The Courier spoke via email with Dr. Joseph Havlik, a Wellstar Health System infectious disease expert and longtime musician, about what advice he’d give music lovers planning to go to Midtown Music this weekend.
Tell us a little about yourself and your role at Wellstar Health System.
I have been an infectious disease specialist with Wellstar Health System since 1992, servicing Wellstar Kennestone Hospital, Wellstar Cobb Hospital, and Wellstar Paulding Hospital. I completed my residency and fellowship in internal medicine at Emory University School of Medicine and have been practicing medicine in the greater Atlanta area for more than 35 years. On a day-to-day basis, I diagnose and treat patients with a broad array of illnesses such as the flu and pneumonia, but most recently, my focus has been on the COVID-19 pandemic. During the pandemic, I have served on Wellstar’s COVID-19 Response team, working to determine best practices and procedures for keeping our patients and staff safe.
I understand you’re a musician, too. Tell us a bit about that.

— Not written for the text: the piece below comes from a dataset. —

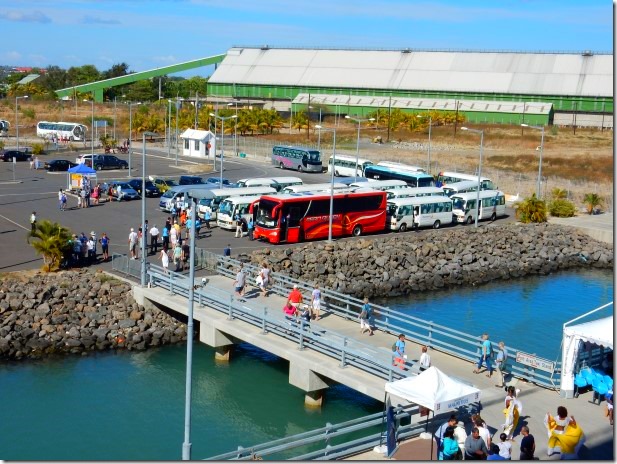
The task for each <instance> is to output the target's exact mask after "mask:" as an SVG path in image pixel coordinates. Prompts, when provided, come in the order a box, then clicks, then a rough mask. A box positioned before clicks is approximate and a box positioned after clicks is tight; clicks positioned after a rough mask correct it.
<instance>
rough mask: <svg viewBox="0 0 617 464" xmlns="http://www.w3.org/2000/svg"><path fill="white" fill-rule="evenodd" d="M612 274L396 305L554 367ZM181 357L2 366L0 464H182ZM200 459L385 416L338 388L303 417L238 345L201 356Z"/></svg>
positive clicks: (426, 295)
mask: <svg viewBox="0 0 617 464" xmlns="http://www.w3.org/2000/svg"><path fill="white" fill-rule="evenodd" d="M612 279H613V276H612V273H610V272H600V271H585V272H569V273H564V274H556V275H552V276H546V277H541V278H529V279H522V280H517V281H515V282H499V283H494V284H489V285H484V286H481V287H476V288H473V289H470V290H465V289H457V290H455V291H449V292H437V293H432V294H426V295H414V296H412V297H411V298H407V299H406V300H404V301H403V300H400V299H399V300H396V301H394V300H391V301H390V302H389V305H390V306H393V307H396V308H398V309H399V310H401V311H405V312H410V313H412V314H414V315H416V316H418V317H422V318H427V319H431V320H433V321H436V322H440V323H443V324H444V325H448V326H452V327H458V328H459V329H460V330H461V331H465V332H469V333H478V334H479V333H481V332H483V331H485V330H486V331H488V332H489V333H490V334H491V338H492V339H493V340H498V339H503V340H504V341H505V342H506V343H507V344H510V345H512V346H515V347H516V348H518V349H521V350H527V351H529V352H536V353H538V354H539V355H541V356H545V357H547V358H549V359H555V355H556V353H557V351H558V349H559V344H560V340H561V326H562V324H563V322H565V321H566V320H569V319H572V318H574V317H576V316H578V315H580V314H582V313H584V312H586V311H588V310H591V309H594V308H596V307H598V306H600V305H601V304H604V303H606V302H608V301H611V300H612V299H613V280H612ZM185 365H186V347H185V346H176V347H163V348H158V349H153V350H149V351H146V352H120V353H99V354H92V355H90V356H87V357H79V356H69V357H65V358H55V359H49V360H41V361H33V362H32V361H27V362H19V363H5V364H2V365H0V394H1V395H2V415H1V419H0V459H6V460H178V459H180V458H181V456H182V442H183V441H184V397H185V392H184V388H185ZM193 366H194V383H193V409H192V437H191V441H192V443H193V452H192V457H193V459H202V458H206V457H209V456H214V455H216V454H221V453H224V452H227V451H232V450H234V449H236V448H237V447H238V446H239V445H241V446H245V447H248V446H251V445H254V444H258V443H261V442H264V441H268V440H274V439H277V438H281V437H283V436H288V435H293V434H296V433H299V432H303V431H307V430H311V429H314V428H317V427H322V426H324V425H325V424H326V422H330V423H337V422H343V421H346V420H350V419H353V418H356V417H360V416H364V415H367V414H371V413H375V412H378V411H381V408H382V406H381V404H380V403H379V402H377V401H375V400H372V399H370V398H367V397H366V396H364V395H362V394H360V393H357V392H355V391H353V390H350V389H348V388H346V387H343V386H336V387H333V388H331V389H329V390H328V392H327V395H326V401H325V404H324V407H323V409H321V410H317V411H316V410H307V409H305V408H304V393H303V392H302V391H301V390H299V389H297V388H295V387H292V386H291V385H289V383H288V363H287V362H286V361H284V360H281V359H279V358H276V357H274V356H272V355H269V354H267V353H265V352H263V351H260V350H258V349H256V348H253V347H251V346H250V345H246V344H244V345H239V346H238V347H236V349H235V351H234V352H233V354H232V361H231V362H230V363H229V364H220V363H216V362H215V361H214V351H213V350H212V349H210V348H208V347H206V346H204V345H202V344H196V345H195V349H194V361H193Z"/></svg>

I like to think of myself as an infectious disease expert by day and a musician by night. Over the years, I have found that these two parts of my life are in perfect harmony because I believe that music is medicine, and my bandmates feel the same way. I am a member of the PARADOCS, a group that I founded with my friend and Wellstar pediatrician, Larry Clements. The band is celebrating its 25th anniversary this year. We quickly found out that quite a few of our colleagues and other healthcare professionals were equally as passionate about music and medicine, so our band is completely comprised of Wellstar medical personnel and physicians. We have performed all around the metropolitan Atlanta area for twenty-five years. We put on concerts, play private parties, fundraisers, and other events.

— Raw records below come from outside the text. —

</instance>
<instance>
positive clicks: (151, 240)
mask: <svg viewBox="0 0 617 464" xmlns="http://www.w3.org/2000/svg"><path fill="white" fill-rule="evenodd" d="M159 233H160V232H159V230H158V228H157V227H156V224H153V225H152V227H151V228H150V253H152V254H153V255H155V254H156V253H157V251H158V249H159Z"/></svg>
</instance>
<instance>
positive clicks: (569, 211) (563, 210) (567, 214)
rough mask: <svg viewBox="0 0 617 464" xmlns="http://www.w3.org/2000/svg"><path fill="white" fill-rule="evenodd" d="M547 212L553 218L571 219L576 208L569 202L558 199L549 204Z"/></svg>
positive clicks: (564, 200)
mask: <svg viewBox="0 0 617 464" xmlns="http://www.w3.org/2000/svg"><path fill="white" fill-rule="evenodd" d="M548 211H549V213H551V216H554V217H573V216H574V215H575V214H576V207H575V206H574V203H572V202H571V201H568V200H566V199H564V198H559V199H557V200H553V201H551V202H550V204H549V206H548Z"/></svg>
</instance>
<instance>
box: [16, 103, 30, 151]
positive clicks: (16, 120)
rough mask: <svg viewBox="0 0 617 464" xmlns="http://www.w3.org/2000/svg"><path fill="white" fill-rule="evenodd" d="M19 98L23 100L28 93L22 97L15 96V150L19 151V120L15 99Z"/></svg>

Midtown Music is approaching. What advice would you give to people who plan on attending?
As a musician and music enthusiast, I understand and empathize with the desire to see (and play) live music. However, as a doctor and especially as an infectious disease specialist, I would not recommend attending an event of this magnitude based on our community’s high level of coronavirus transmission.

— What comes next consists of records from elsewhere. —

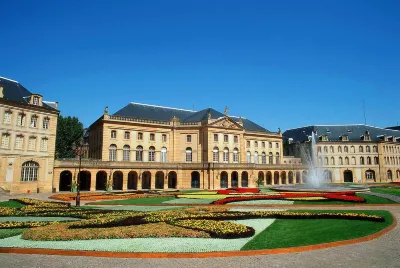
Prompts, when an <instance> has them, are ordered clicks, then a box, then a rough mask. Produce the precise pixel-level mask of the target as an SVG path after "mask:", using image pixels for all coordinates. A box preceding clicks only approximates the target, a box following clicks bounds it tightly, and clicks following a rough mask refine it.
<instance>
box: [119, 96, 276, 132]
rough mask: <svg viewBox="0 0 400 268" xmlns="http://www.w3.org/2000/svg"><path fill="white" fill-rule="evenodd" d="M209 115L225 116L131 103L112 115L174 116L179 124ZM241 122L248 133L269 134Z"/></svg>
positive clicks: (163, 116) (248, 122) (124, 115)
mask: <svg viewBox="0 0 400 268" xmlns="http://www.w3.org/2000/svg"><path fill="white" fill-rule="evenodd" d="M209 113H210V114H211V119H218V118H221V117H224V116H225V115H224V114H223V113H221V112H218V111H217V110H214V109H213V108H206V109H203V110H200V111H192V110H183V109H177V108H171V107H162V106H156V105H149V104H140V103H133V102H132V103H129V104H128V105H126V106H125V107H124V108H122V109H121V110H119V111H117V112H116V113H114V114H113V115H115V116H126V117H134V118H141V119H150V120H161V121H169V120H171V118H172V117H173V116H176V117H177V118H179V120H180V121H181V122H200V121H203V120H207V118H208V114H209ZM229 118H230V119H232V120H233V121H235V122H239V120H240V117H234V116H230V117H229ZM242 122H243V127H244V128H245V129H246V130H248V131H259V132H269V131H268V130H266V129H265V128H263V127H261V126H260V125H257V124H256V123H254V122H253V121H250V120H248V119H246V118H242Z"/></svg>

That being said, we know people will attend, so I cannot stress the importance of following safety protocols to help limit exposure and further transmission of the virus. The festival has taken a step in the right direction by limiting attendance to only those who are vaccinated or have had a negative test within 72 hours of the event. However, there will still be thousands of people congregated together in a relatively small area. I encourage everyone planning to attend to mask up. Vaccinated or not, wearing a mask is an important and effective way to protect yourself and others from the virus. I’d also recommend avoiding congested areas like the pit. Piedmont Park has a lot of wide-open space, so bring a blanket and enjoy the music from a distance with your trusted, and hopefully vaccinated, circle of friends or family. Lastly, bring and frequently use hand sanitizer, sanitizing wipes, and a reusable water bottle to avoid spreading germs.
What about other large-crowd events. What’s the best general advice you can give people?
Unfortunately, due to the rapid spread of the highly transmissible Delta variant, my recommendation is to avoid attending large events. If you do plan to attend a large, crowded event, the best protection we all have against COVID-19 is to be fully vaccinated and consistently practice the “3 Ws” safety measures – wear a mask, wash your hands, and watch your distance.
As an infectious disease specialist, what are you seeing on the ground in the hospitals and emergency rooms right now?
Wellstar Health System has been experiencing a surge in patient volume across our Emergency Departments (EDs) and hospitals of adults and children with COVID symptoms and diagnoses. As of 9/17, eighty-eight percent of COVID patients hospitalized at Wellstar are unvaccinated, which mirrors what we are seeing across the state and nation. As hospitals across metro Atlanta experience higher volume with more intense patient care for severe illness, we are seeing much younger patients, including teens, young adults, and children, most of whom are unvaccinated. It’s heartbreaking to see a college student with their whole life before them on a vent in the ICU. The current vaccines are safe and highly effective and can prevent serious illness and hospitalization in most cases. I encourage everyone to find ways to have fun and nurture your well-being while also protecting your health and your future.